2. Aux termes de l'article L. 142-1 du code de la sécurité sociale : " Le contentieux de la sécurité sociale comprend les litiges relatifs : / 1° A l'application des législations et réglementations de sécurité sociale et de mutualité sociale agricole ; / (...) ". Aux termes de l'article L. 142-8 de ce code : " Le juge judiciaire connaît des contestations relatives : / 1° Au contentieux de la sécurité sociale défini à l'article L. 142-1 ; / (...) ".

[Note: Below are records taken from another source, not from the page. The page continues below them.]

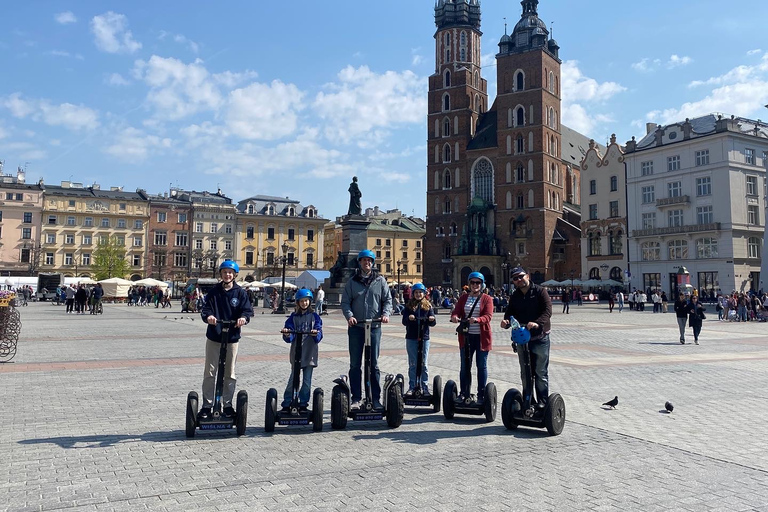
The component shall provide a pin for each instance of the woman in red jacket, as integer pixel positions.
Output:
(474, 310)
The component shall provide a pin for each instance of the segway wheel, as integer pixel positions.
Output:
(395, 406)
(437, 393)
(270, 411)
(191, 414)
(554, 414)
(512, 404)
(317, 410)
(450, 394)
(490, 402)
(339, 408)
(241, 411)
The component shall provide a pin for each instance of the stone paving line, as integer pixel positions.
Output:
(95, 412)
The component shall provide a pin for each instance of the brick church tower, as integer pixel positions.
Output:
(496, 183)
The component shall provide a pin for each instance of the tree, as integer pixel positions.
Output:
(109, 259)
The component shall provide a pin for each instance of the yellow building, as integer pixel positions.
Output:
(75, 218)
(269, 228)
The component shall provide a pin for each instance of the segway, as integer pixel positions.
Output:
(392, 395)
(419, 397)
(296, 414)
(218, 421)
(453, 405)
(520, 408)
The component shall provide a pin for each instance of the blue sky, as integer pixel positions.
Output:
(293, 98)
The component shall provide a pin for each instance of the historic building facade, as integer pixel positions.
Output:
(499, 179)
(696, 199)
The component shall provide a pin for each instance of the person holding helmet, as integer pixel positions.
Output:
(365, 296)
(302, 320)
(226, 301)
(530, 305)
(475, 311)
(417, 311)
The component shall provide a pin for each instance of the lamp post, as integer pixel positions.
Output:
(281, 308)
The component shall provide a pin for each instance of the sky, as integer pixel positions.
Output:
(293, 98)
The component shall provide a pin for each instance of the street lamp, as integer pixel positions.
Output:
(281, 308)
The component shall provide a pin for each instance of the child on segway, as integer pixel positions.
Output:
(302, 320)
(226, 301)
(418, 313)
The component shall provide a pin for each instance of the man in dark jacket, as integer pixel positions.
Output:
(226, 301)
(530, 305)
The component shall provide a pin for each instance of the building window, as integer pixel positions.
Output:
(702, 157)
(753, 215)
(649, 220)
(753, 247)
(646, 168)
(649, 195)
(704, 215)
(706, 248)
(678, 249)
(751, 185)
(650, 251)
(704, 186)
(675, 218)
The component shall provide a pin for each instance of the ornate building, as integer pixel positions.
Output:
(502, 181)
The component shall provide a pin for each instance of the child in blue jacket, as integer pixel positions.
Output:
(303, 320)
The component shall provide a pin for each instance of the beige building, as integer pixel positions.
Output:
(75, 218)
(272, 227)
(21, 205)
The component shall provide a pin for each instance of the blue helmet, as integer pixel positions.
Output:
(304, 294)
(229, 264)
(476, 275)
(366, 253)
(521, 335)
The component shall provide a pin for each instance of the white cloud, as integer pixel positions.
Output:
(264, 111)
(677, 61)
(134, 145)
(75, 117)
(363, 101)
(178, 90)
(112, 34)
(117, 80)
(65, 17)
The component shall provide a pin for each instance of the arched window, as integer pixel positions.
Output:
(482, 180)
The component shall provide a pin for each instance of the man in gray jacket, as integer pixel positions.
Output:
(366, 296)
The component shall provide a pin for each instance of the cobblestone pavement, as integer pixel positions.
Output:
(94, 420)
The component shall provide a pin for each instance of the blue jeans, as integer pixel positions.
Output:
(304, 391)
(356, 348)
(481, 360)
(412, 347)
(539, 351)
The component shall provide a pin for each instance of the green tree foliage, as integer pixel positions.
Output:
(109, 259)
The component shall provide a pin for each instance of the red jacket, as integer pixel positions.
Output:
(484, 319)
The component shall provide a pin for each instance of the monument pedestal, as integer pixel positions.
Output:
(354, 238)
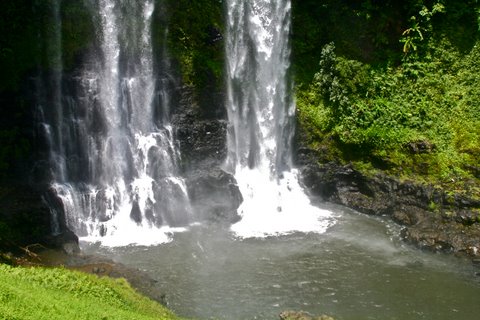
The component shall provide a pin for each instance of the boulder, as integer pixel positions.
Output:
(214, 195)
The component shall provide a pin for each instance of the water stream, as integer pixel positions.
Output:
(357, 269)
(114, 168)
(112, 151)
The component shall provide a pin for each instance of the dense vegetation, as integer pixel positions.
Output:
(409, 102)
(41, 293)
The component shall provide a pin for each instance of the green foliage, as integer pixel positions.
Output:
(41, 293)
(420, 119)
(420, 25)
(191, 40)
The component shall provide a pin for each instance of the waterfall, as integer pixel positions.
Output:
(118, 181)
(261, 115)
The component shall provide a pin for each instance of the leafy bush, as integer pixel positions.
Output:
(420, 118)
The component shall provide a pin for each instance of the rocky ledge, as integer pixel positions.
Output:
(431, 218)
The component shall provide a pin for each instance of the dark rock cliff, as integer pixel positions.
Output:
(431, 218)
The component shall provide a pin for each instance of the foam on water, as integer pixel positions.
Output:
(276, 207)
(261, 113)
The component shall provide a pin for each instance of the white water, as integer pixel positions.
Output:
(118, 183)
(261, 114)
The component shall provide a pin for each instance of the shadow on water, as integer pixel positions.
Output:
(358, 269)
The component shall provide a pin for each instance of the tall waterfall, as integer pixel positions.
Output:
(261, 113)
(114, 160)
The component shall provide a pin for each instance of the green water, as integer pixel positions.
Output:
(358, 269)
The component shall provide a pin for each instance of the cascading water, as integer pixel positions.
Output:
(118, 181)
(261, 115)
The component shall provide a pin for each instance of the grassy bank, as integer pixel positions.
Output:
(56, 293)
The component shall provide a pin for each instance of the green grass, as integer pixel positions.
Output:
(57, 293)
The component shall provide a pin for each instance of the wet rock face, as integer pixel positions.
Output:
(26, 219)
(202, 139)
(432, 219)
(213, 193)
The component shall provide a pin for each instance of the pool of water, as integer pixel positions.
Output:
(358, 269)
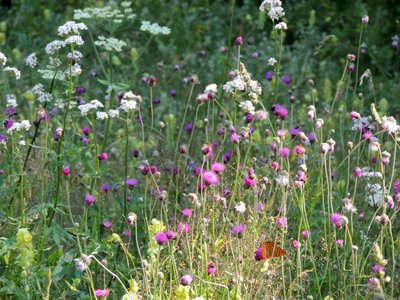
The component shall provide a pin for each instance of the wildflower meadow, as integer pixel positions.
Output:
(199, 149)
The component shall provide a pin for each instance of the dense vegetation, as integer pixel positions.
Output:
(199, 150)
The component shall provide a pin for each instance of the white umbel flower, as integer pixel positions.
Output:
(101, 115)
(71, 28)
(31, 60)
(389, 124)
(154, 28)
(74, 39)
(113, 113)
(3, 59)
(14, 71)
(281, 26)
(54, 46)
(272, 61)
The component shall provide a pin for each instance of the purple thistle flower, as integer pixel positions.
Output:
(187, 212)
(183, 228)
(238, 230)
(282, 222)
(89, 199)
(186, 279)
(131, 182)
(286, 79)
(107, 224)
(269, 75)
(161, 238)
(210, 177)
(102, 293)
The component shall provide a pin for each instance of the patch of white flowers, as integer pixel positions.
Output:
(110, 44)
(87, 107)
(71, 28)
(274, 8)
(31, 60)
(247, 106)
(74, 40)
(3, 59)
(54, 46)
(11, 101)
(129, 101)
(18, 126)
(101, 115)
(154, 28)
(76, 56)
(13, 71)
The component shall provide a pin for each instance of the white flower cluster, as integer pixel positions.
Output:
(242, 82)
(104, 13)
(375, 197)
(3, 59)
(113, 113)
(281, 26)
(11, 101)
(129, 101)
(274, 8)
(247, 106)
(208, 94)
(272, 61)
(110, 44)
(154, 28)
(101, 115)
(14, 71)
(76, 56)
(75, 70)
(18, 126)
(54, 46)
(236, 85)
(85, 108)
(389, 124)
(71, 28)
(74, 40)
(282, 179)
(31, 60)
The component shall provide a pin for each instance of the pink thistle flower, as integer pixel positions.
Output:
(397, 186)
(210, 177)
(187, 212)
(103, 156)
(171, 235)
(338, 220)
(218, 167)
(281, 133)
(211, 269)
(102, 293)
(66, 171)
(340, 243)
(295, 244)
(354, 115)
(258, 254)
(282, 222)
(299, 150)
(249, 182)
(89, 199)
(161, 238)
(358, 172)
(284, 152)
(131, 182)
(275, 165)
(238, 230)
(107, 224)
(235, 138)
(183, 228)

3. Il résulte des articles L. 142-1 et L. 142-8 du code de la sécurité sociale que le litige relatif à l'affiliation rétroactive au régime général de la sécurité sociale est inhérent à la gestion d'un régime de sécurité sociale et relève donc de la compétence des juridictions judiciaires. Il en est ainsi même dans le cas où les décisions contestées sont prises par une autorité administrative, dès lors que ces décisions sont inhérentes à la gestion d'un régime de sécurité sociale. En ce qui concerne notamment les fonctionnaires ou agents de l'Etat ou des collectivités publiques, le critère de la compétence des organismes du contentieux de la sécurité sociale est lié, non à la qualité des personnes en cause mais à la nature même du différend. Dès lors, les litiges relatifs à l'application à ces agents du régime de sécurité sociale, qu'il s'agisse du régime général ou d'un régime spécial, échappent à la compétence de la juridiction administrative, celle-ci ne pouvant connaître que des litiges portant sur des prestations ou avantages inhérents à leur statut.

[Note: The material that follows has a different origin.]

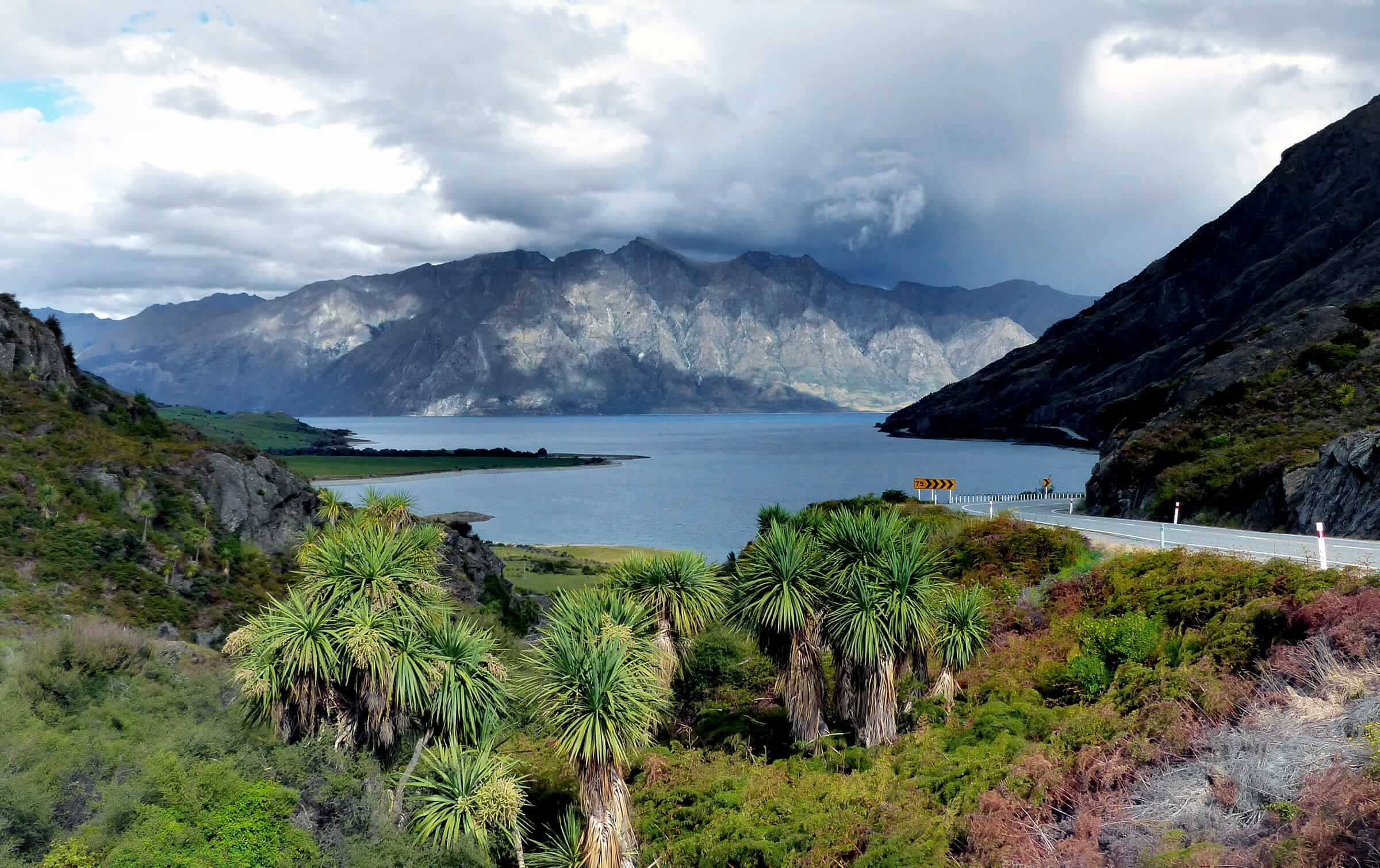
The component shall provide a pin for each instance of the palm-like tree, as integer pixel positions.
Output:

4. La demande présentée par M. B... tend notamment à l'annulation de la décision du 18 janvier 2021 par laquelle le garde des sceaux, ministre de la justice a rejeté sa demande du 13 mai 2019, portant sur la régularisation de sa situation auprès du régime général de la sécurité sociale et de l'Ircantec, en sa qualité de collaborateur occasionnel du service public de la justice. Ces conclusions ne ressortissent pas à la compétence des juridictions administratives. Dans ces conditions, la demande de M. B... tendant à l'annulation de cette décision ainsi que de celle portant rejet de son recours gracieux formé le 13 novembre 2022 doit être rejetée comme présentée devant un ordre juridictionnel incompétent pour en connaître. Par suite, c'est à tort que le président de la 6ème chambre du tribunal administratif de Nice s'est reconnu compétent pour statuer sur une telle demande.

5. Il y a lieu pour la cour de se prononcer immédiatement sur ces conclusions par la voie de l'évocation et de statuer par l'effet dévolutif de l'appel sur le surplus des conclusions de la requête.

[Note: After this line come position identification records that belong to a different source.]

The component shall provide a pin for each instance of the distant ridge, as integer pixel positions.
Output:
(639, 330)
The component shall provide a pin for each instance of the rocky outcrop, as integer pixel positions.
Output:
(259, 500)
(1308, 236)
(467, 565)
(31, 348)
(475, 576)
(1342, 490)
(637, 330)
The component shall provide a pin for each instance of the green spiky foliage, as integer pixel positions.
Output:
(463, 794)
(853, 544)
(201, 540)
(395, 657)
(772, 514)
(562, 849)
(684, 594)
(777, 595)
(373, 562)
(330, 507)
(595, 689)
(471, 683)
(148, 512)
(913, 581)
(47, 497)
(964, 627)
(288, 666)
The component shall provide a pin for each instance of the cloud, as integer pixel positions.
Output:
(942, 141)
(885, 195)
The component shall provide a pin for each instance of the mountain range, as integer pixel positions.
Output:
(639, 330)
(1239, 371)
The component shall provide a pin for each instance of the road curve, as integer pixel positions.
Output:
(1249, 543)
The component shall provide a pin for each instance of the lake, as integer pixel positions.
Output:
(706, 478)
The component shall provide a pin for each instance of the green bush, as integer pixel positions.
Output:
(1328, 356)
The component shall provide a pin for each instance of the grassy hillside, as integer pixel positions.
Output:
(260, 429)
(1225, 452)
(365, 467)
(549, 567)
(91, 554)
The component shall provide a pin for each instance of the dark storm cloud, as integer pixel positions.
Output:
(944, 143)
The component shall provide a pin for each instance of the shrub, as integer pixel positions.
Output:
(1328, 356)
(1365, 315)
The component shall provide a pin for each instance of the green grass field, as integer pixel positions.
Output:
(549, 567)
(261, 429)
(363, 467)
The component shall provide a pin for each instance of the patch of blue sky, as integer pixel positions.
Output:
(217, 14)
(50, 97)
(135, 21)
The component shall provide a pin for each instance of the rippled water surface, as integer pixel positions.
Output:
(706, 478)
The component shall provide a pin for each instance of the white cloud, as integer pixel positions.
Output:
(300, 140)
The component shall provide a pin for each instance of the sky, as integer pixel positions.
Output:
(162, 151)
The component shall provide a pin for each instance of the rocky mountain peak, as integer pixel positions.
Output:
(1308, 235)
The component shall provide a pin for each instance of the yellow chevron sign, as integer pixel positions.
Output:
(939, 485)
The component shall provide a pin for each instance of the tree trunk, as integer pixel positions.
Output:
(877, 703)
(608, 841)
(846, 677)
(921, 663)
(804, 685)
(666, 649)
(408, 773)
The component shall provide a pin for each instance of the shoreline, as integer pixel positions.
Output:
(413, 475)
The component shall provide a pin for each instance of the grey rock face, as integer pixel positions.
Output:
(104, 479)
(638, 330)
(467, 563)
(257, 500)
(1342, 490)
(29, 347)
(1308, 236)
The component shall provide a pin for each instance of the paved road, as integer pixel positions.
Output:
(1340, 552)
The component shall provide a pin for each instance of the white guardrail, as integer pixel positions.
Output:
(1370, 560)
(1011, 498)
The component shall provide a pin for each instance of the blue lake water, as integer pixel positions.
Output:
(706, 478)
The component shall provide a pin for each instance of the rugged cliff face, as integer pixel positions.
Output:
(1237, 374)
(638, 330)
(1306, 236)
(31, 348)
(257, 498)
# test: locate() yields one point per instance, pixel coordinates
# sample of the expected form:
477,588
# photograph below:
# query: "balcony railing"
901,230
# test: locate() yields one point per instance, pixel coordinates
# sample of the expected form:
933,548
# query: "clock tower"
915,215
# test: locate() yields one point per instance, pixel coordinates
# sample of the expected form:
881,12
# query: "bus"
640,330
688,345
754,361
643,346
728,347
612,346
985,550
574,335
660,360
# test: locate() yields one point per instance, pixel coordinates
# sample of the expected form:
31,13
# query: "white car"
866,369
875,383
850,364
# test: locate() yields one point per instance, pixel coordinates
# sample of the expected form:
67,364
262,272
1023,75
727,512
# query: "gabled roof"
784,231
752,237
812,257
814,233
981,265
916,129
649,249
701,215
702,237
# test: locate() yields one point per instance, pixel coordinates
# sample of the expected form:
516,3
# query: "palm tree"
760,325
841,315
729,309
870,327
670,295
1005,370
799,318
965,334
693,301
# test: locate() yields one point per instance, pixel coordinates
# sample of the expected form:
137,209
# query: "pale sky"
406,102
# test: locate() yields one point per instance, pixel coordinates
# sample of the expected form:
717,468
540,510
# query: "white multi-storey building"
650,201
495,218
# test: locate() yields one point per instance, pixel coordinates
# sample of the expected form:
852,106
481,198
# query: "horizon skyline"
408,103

Sur la décision du 18 janvier 2021 et celle portant rejet de son recours gracieux :

6. Il résulte de ce qui a été dit au point 4 que la demande présentée au tribunal par le requérant, en ce qu'elle tendait à l'annulation de la décision du 18 janvier 2021 et de celle, non datée, portant rejet de son recours gracieux du 13 novembre 2022 ne relève pas de la compétence des juridictions de l'ordre administratif. Par suite, cette demande doit être rejetée comme portée devant un ordre de juridiction incompétent pour en connaître.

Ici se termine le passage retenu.